Midwifery Leadership and Identity

image of giraffe

Image by Angela Sevin, available under Public Licence via Flickr

When I’m not being a retriever of information on all things maternity, I’m obsessing about the subject I explored for my PhD thesis: midwifery leadership and issues of professional identity.  I undertook a study to explore the debate about midwifery leadership from both sides of the clinician-leader divide.  And believe me, it really is some divide.

As a clinical midwife, I heard a lot about ‘the management’, and the crux of the narrative involved the idea that midwives who became leaders or managers no longer understood the problems facing clinicians, an accusation particularly based on the fact that they now lived in an office and appeared to spend their time attending numerous meetings and shuffling paper around desks, rather than undertaking the ‘real’ work of the midwifery profession.

Of course, these accusations are directed at people way beyond healthcare – there have been plenty of studies describing this problem for middle managers: moving away from the shop floor in one sense, but still seeing themselves as part of the ‘worker’ group in another.

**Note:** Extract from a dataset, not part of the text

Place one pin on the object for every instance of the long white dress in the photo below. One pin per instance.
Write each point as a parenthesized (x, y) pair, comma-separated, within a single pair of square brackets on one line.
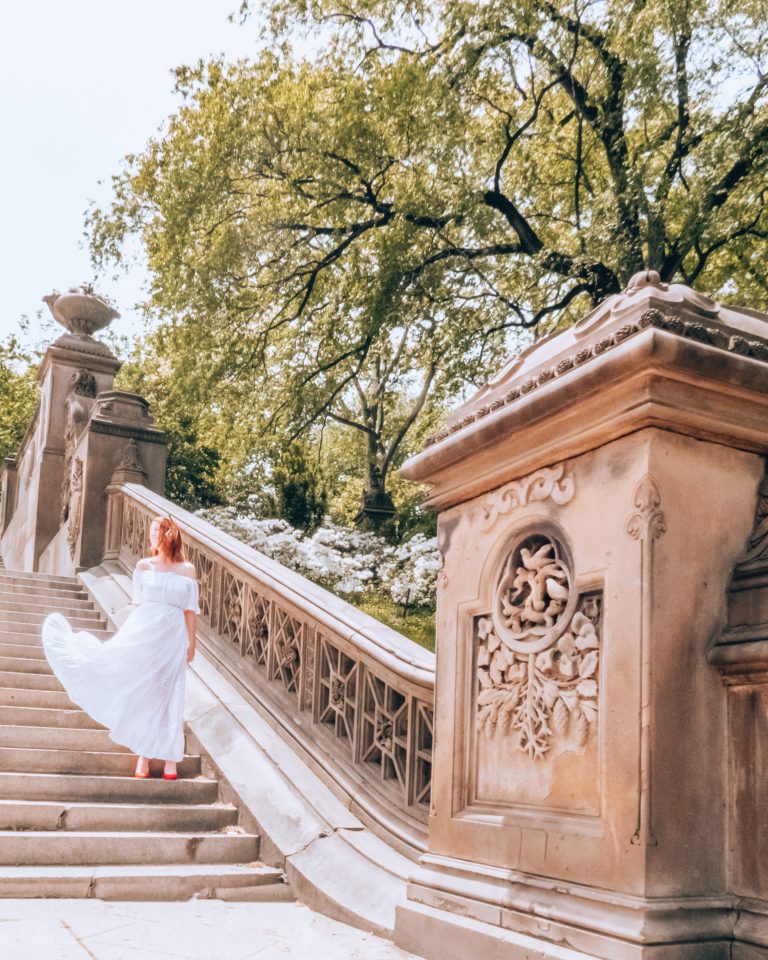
[(133, 683)]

My study was the first within midwifery to articulate this debate from both sides of the chasm: I interviewed midwifery leaders about their career narratives, and heard their stories of ‘still being a midwife’ – just doing midwifery on a broader level, expanding the professional sphere, if you like.  I also engaged with a midwifery online forum, where I asked questions based on the interview findings, and heard the other side of the argument – the idea that non-clinical midwifery managers are ‘heartless pen pushers’ who have forgotten what it is to work on the floor.

You might wonder why there’s a giraffe staring at you from this page.  The study was called ‘Heads above the Parapet’, and the giraffe represents the title: it’s a lonely place, at times, being the midwifery leader.